Data Context Module¶
great_expectations.data_context.DataContext¶
- class
great_expectations.data_context.
DataContext
(context_root_dir=None, expectation_explorer=False, data_asset_name_delimiter='/')¶Bases:
object
A DataContext represents a Great Expectations project. It organizes storage and access for expectation suites, datasources, notification settings, and data fixtures.
The DataContext is configured via a yml file stored in a directory called great_expectations; the configuration file as well as managed expectation suites should be stored in version control.
Use the create classmethod to create a new empty config, or instantiate the DataContext by passing the path to an existing data context root directory.
DataContexts use data sources you’re already familiar with. Generators help introspect data stores and data execution frameworks (such as airflow, Nifi, dbt, or dagster) to describe and produce batches of data ready for analysis. This enables fetching, validation, profiling, and documentation of your data in a way that is meaningful within your existing infrastructure and work environment.
DataContexts use a datasource-based namespace, where each accessible type of data has a three-part normalized data_asset_name, consisting of datasource/generator/generator_asset.

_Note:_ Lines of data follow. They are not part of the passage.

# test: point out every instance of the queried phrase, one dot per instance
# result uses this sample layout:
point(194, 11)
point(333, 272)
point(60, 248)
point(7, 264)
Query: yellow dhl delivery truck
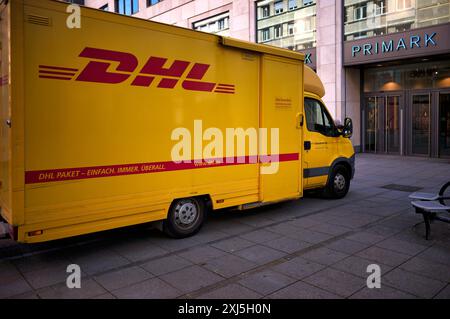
point(125, 121)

The datasource actually connects to a source of materialized data and returns Great Expectations DataAssets connected to a compute environment and ready for validation.
The Generator knows how to introspect datasources and produce identifying “batch_kwargs” that define particular slices of data.
The generator_asset is a specific name – often a table name or other name familiar to users – that generators can slice into batches.
An expectation suite is a collection of expectations ready to be applied to a batch of data. Since in many projects it is useful to have different expectations evaluate in different contexts–profiling vs. testing; warning vs. error; high vs. low compute; ML model or dashboard–suites provide a namespace option for selecting which expectations a DataContext returns.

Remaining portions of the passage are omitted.